Specification	Description
Model	CESSNA - 152
Capacity	2 seater
Wingspan	33 ft 4 in (10.2 m)
Length	24 ft 1 in (7.3 m)
Height	8 ft 6 in (2.6 m)
Wing area	160 ft² (14.9 m²)
Empty Weight	1,081 lb (490 kg)
Max take-off Wt.	1,670 lb (757 kg)
Max Range	414nm (766km)
Service Ceiling	14700ft (4480m)
Configuration	High Wing Vertical Tail
Engine Model	1 x Lycoming 0235-L2C
Cylinder type	Horizontally Opposed
Cooling system	Air Cooled
Propeller model	MCCUELEY
Fuel	100LL
Fuel Tank Capacity	24.5 gallons (92.75 litres)

AVIONICS LABORATORY

The Avionics lab in the department of Aerospace Engineering is equipped with

Communication protocol of MIL-STD-1553B data bus and ARINC-429 data bus wherein students are given the provision to practically demonstrate the same using lab view Software.

Experiments are carried on for measuring various avionic parameters like temperature, Acceleration, position, Velocity using thermocouple, Accelerometer, GPS and Anemometer.

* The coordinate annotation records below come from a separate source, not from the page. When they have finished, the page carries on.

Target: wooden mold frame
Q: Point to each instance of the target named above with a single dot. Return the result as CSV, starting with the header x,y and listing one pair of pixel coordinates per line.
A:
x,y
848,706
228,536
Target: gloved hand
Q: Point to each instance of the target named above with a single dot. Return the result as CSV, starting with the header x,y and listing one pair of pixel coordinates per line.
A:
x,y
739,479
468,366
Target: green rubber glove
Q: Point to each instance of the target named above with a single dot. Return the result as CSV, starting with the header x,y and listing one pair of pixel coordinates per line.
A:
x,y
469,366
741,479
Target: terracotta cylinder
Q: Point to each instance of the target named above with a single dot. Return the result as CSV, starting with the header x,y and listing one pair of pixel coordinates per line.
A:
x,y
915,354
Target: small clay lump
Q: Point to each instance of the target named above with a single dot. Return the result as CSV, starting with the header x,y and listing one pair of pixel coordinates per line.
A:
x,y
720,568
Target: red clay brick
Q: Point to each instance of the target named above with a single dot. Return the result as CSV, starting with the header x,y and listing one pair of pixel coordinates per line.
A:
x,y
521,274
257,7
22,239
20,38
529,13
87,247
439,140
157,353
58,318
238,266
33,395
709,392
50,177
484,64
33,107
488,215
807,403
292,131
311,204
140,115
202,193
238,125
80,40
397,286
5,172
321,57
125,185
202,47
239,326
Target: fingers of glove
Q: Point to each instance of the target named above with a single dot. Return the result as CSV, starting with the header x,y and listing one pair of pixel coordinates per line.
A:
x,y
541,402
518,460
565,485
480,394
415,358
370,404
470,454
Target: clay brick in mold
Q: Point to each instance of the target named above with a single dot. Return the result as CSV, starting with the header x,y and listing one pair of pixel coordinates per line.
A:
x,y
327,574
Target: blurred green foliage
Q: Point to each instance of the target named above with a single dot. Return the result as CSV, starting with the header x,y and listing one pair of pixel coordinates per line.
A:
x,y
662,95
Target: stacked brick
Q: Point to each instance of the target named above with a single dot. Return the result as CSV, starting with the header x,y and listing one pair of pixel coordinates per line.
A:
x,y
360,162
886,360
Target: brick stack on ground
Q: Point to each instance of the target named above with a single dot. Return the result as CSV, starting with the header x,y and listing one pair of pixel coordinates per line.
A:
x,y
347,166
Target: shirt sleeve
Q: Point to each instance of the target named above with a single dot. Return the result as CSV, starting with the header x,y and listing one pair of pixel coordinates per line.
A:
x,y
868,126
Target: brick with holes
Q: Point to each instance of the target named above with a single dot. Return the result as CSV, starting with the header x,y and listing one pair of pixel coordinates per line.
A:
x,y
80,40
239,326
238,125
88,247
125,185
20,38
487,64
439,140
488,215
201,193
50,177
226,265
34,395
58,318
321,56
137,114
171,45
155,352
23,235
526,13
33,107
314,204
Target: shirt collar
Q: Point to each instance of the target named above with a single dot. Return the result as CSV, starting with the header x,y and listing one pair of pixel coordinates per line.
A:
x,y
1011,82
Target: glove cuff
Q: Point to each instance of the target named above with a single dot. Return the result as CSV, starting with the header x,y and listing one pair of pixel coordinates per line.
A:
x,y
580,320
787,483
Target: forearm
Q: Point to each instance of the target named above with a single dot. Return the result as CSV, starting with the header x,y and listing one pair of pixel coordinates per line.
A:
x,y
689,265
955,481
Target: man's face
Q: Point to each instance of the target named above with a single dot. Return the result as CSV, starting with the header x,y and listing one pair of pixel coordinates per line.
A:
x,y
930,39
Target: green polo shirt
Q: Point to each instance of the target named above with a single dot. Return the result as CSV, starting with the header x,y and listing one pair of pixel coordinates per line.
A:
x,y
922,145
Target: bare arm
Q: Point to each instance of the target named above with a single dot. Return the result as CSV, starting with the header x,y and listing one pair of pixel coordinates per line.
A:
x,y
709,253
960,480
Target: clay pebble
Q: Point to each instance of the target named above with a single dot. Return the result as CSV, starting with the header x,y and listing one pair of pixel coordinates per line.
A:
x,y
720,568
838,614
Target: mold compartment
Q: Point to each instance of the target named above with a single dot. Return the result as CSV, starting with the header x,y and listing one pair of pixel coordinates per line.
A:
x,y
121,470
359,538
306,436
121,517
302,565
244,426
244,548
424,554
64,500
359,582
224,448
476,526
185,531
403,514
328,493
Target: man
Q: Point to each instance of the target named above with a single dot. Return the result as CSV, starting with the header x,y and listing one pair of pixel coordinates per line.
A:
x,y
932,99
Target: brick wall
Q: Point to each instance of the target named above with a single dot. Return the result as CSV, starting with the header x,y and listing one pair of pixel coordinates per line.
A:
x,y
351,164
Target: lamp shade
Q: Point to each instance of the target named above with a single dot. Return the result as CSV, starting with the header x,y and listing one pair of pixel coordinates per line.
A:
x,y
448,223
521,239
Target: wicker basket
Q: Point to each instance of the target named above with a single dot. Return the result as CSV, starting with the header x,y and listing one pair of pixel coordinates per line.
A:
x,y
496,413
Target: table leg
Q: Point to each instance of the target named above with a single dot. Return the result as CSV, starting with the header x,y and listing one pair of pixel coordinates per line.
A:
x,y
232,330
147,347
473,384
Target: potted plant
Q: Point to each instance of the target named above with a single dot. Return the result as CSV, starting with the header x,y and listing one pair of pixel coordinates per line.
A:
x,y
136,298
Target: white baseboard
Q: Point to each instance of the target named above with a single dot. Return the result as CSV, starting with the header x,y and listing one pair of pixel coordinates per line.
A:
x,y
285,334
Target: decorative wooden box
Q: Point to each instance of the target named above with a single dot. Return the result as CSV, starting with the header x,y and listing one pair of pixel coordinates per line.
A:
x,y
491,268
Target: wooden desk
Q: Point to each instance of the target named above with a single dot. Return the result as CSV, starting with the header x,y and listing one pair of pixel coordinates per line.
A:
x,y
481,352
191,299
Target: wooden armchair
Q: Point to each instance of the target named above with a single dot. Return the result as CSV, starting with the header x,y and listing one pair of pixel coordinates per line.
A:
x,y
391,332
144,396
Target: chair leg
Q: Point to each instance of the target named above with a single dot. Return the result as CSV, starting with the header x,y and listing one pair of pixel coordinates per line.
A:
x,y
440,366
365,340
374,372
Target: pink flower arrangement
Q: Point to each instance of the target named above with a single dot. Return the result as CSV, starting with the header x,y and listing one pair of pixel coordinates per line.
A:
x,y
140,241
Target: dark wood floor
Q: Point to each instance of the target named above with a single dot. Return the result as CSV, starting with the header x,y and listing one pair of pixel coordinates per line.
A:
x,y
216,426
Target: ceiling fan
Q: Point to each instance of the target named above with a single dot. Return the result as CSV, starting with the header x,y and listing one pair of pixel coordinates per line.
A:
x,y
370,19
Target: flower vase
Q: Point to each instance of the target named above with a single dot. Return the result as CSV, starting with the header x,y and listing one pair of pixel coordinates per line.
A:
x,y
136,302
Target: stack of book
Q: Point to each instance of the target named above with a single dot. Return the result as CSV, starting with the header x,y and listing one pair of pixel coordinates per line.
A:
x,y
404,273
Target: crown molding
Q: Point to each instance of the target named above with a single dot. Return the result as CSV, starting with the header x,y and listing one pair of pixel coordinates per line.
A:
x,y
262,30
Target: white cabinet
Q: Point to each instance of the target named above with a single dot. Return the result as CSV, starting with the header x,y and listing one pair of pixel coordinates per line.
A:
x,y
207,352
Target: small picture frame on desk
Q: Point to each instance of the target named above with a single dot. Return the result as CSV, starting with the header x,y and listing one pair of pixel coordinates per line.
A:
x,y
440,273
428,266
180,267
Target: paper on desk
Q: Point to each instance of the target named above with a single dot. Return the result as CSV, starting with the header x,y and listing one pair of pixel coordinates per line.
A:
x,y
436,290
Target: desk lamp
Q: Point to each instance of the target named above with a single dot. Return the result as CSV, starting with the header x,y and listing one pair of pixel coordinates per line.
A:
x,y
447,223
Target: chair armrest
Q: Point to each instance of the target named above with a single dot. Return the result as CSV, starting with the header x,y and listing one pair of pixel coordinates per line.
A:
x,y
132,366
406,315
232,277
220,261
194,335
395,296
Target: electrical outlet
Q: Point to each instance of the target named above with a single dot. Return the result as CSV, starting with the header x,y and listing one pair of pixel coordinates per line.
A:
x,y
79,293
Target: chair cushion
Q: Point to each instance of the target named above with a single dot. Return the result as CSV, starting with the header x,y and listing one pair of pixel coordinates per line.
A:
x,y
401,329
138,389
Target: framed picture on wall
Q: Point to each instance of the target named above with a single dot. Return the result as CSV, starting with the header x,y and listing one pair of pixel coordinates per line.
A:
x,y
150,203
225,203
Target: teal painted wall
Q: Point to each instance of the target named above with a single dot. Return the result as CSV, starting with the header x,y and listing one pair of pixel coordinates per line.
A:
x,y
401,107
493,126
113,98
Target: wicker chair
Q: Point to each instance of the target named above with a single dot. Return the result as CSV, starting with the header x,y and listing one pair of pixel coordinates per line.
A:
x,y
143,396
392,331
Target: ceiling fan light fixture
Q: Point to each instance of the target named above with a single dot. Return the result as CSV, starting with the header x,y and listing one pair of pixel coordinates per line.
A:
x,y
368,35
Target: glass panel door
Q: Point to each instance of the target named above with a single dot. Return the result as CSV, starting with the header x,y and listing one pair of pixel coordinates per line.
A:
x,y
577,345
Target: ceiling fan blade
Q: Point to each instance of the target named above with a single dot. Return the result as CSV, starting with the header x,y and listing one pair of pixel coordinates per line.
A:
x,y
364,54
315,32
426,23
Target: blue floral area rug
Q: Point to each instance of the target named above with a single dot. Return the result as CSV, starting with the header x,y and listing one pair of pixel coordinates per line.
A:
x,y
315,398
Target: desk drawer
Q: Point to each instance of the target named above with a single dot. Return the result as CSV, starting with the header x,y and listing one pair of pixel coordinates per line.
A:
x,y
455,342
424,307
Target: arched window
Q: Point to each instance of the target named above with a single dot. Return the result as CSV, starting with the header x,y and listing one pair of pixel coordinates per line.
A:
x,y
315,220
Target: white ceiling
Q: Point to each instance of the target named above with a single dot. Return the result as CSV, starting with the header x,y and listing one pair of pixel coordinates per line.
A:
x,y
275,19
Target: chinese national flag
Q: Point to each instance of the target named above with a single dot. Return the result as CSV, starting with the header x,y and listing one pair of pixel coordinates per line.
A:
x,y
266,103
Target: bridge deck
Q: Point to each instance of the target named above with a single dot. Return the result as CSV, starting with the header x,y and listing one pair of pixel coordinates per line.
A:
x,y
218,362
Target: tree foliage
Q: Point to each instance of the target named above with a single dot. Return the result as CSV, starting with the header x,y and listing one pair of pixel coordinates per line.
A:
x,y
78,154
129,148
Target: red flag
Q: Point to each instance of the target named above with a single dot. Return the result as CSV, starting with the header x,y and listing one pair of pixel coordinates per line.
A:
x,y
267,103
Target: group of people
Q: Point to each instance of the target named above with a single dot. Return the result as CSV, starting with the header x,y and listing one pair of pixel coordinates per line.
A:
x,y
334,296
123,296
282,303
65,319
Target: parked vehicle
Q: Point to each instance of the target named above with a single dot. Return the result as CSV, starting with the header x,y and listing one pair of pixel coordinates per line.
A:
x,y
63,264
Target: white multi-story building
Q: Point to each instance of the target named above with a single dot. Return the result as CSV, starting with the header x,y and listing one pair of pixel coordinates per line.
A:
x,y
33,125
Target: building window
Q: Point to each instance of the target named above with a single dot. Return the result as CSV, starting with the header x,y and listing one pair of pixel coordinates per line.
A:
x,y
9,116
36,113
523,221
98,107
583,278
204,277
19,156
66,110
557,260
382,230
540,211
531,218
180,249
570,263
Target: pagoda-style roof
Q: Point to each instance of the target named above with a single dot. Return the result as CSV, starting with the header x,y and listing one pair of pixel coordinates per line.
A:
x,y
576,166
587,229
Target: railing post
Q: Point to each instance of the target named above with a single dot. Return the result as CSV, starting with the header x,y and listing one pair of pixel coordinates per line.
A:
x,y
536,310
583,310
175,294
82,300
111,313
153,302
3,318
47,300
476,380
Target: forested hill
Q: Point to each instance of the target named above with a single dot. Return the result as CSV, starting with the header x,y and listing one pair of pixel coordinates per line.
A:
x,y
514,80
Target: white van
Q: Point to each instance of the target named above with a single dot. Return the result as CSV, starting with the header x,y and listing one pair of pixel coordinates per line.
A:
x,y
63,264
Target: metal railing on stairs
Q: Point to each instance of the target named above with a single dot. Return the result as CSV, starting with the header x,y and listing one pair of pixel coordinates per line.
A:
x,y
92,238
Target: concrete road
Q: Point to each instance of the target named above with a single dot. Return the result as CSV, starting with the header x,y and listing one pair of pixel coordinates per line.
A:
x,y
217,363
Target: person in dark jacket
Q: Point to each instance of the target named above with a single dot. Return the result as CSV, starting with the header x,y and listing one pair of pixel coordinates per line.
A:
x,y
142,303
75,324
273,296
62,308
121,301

Performance study of simulation using MATLAB on Van Guard Missile System and Autopilot Control systems and also carried out.

Measurement of temperature and humidity using LoRaWAN gateway is carried out wherein the LPS8 is an open source LoRaWAN Gateway. It bridges LoRa wireless network to an IP network via WiFi, Ethernet.

The lab is equipped with RTOS facility wherein students receive hands on experience to execute the written RTOS API based exercise on APPCOE IDE and to develop RTOS based application and interface with Raspberry Pi and Arduino from APPCOE.

Thus, the students are blended with project-based learning in a class room environment.